I was going to write a sweet blog post, and thought that I would quickly add footnotes support to my blog. I use the Redcarpet gem for this blog, and it appears to have support for footnotes. I tried adding the footnotes setting to the Redcarpet configuration, but that didn’t work. I figured that I had an old version of Redcarpet, so I wanted to upgrade it. Unfortunately, my Jekyll version was a little out of date (1.5.1, where the most recent is 3.0.2.)

I figured it wouldn’t be too painful to upgrade. For the most part, upgrading was straightforward. However–I ran into an issue where my drafts were not showing when I ran the jekyll build --drafts command (or its serve counterpart.) It ended up taking me several hours to debug, so I figured I’d share in case someone else runs into a similar issue.

I started making significant headway when I created a new project with the same Jekyll version (3.0.2). I created one simple draft in that project, ran the command, and the draft was correctly generated into my _site folder. I copied over only my _config.yml file (after trying to copy a few other things), and the draft was not correctly generated. So it had to be something with my configuration file.

I ended up commenting out various parts of the file until the file was properly generated, and found the bad line:

# Files to exclude from copying to _site when the site is built
exclude:
  - Gemfile
  - Gemfile.lock
  - Guardfile
  - README.markdown
  - _drafts  # <<< the offending line
  - _reference
  - config.ru
  - ..etc.

Apparently excluding the _drafts folder doesn’t work so well with newer versions of Jekyll. Previously it was excluded (I think) so that I didn’t deploy my _drafts folder. My guess is that since it is excluded from being copied, it is not present for some downstream process. It would have been nice to get a warning about this behavior though.

I tried it out on my blog, and… it still didn’t show my drafts!

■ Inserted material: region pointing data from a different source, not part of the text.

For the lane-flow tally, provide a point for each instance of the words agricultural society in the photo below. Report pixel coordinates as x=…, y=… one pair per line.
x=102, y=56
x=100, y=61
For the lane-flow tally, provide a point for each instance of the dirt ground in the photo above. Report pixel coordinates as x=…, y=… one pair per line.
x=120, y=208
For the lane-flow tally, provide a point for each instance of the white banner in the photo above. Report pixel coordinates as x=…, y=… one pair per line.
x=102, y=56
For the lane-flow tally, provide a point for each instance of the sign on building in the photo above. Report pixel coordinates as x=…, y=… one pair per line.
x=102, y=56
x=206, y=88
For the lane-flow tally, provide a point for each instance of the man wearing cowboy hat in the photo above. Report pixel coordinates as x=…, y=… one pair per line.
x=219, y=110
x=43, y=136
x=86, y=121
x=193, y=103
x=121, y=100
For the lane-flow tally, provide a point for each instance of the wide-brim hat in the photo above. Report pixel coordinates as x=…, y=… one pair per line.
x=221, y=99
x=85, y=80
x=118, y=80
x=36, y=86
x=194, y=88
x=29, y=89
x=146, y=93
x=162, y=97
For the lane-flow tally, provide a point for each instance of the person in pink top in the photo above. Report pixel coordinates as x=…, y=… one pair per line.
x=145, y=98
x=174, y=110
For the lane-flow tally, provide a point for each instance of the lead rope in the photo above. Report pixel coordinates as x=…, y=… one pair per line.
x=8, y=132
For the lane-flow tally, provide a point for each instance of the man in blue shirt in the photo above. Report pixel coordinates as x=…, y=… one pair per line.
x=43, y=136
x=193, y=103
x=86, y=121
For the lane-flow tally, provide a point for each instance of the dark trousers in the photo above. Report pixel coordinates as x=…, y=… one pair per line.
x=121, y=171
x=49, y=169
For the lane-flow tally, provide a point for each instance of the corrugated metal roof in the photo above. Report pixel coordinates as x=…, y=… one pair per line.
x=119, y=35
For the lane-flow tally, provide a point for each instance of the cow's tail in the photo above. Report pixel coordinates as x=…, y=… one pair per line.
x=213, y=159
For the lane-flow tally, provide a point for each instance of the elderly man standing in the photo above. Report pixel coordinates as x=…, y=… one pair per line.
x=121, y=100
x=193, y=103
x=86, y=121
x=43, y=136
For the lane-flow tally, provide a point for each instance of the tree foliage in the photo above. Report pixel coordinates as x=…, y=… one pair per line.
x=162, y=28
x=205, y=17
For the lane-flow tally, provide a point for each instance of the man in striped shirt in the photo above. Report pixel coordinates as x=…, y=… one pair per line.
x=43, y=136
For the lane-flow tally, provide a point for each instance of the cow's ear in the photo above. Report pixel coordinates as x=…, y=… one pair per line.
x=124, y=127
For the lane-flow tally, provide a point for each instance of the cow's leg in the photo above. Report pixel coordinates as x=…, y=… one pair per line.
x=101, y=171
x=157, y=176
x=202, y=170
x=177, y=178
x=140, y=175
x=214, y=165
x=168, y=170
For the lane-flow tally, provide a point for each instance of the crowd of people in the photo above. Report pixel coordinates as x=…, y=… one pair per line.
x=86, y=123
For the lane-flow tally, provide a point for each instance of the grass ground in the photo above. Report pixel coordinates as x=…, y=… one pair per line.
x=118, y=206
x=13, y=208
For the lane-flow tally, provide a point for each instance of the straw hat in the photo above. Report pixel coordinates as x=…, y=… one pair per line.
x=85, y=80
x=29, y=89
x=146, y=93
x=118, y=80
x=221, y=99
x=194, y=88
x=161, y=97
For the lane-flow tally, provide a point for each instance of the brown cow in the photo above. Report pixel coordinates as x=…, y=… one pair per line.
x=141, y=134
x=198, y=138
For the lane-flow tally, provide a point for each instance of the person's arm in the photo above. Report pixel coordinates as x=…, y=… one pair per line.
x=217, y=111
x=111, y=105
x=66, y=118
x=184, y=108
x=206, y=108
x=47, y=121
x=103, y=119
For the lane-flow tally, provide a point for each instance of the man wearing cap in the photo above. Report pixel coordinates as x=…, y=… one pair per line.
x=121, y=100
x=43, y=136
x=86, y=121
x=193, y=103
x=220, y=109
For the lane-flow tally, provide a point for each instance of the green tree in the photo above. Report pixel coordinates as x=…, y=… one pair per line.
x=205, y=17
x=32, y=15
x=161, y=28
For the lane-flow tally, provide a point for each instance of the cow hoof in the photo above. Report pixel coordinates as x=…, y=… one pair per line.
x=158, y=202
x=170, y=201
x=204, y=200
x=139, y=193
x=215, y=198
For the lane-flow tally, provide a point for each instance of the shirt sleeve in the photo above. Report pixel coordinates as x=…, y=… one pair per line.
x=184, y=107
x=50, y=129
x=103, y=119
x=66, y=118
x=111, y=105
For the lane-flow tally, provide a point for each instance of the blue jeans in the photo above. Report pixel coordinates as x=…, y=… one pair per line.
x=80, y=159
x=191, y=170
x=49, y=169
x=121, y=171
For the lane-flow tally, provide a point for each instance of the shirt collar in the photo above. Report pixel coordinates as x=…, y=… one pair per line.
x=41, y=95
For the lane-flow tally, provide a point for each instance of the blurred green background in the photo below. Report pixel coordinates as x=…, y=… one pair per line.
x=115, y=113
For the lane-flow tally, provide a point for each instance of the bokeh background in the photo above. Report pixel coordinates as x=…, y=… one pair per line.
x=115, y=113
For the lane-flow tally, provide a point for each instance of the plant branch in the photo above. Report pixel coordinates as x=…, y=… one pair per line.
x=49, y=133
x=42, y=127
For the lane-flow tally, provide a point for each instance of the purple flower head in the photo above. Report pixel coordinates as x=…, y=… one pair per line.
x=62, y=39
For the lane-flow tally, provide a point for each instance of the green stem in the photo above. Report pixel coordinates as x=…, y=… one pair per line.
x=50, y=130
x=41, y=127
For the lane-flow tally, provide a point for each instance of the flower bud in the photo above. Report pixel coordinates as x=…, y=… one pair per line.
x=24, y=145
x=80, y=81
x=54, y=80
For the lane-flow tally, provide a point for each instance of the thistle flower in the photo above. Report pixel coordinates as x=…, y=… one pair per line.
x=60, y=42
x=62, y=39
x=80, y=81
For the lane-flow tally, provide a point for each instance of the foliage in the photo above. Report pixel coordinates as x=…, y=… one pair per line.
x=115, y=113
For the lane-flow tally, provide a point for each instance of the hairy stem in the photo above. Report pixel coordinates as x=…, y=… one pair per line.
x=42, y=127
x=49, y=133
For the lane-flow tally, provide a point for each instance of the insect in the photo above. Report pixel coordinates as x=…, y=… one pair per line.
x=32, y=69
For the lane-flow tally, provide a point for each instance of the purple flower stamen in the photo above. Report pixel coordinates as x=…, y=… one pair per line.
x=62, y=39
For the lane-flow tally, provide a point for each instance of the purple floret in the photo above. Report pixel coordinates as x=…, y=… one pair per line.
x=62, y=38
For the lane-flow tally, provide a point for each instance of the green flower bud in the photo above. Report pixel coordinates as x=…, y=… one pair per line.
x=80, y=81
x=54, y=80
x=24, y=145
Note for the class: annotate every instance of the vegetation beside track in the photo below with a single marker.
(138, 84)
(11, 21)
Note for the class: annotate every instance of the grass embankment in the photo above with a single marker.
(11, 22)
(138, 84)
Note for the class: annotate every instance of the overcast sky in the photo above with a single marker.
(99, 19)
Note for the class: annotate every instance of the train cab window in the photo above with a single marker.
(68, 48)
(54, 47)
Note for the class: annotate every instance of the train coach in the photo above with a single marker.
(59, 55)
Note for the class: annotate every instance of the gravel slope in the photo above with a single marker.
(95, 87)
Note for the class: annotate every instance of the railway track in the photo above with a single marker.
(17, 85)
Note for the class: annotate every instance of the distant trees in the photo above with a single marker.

I quickly compared the two versions and my blog’s drafts had published: false set to true. So I figured that removing this line would make a difference, and it did. I guess that older versions of Jekyll must have ignored this flag when --drafts was passed, but it seems like newer versions of Jekyll take the published flag into consideration. I removed it from all of my drafts and the scripts that generate drafts and pages and posts.

Now it seems to work. It only took me like four hours.

So instead of the sweet blog post, I wrote this up instead. Hope it helps! 1, 2, 3


  1. These footnotes probably weren’t worth it… 

  2. But since I have them now, I am going to gratuitously use them. 

  3. Multi-line support is a bit complicated. 

    I wrote up how I currently work around multi-line footnotes with Redcarpet on a Github issue. It is slightly suboptimal due to the return link being on the first paragraph, but overall seems to work.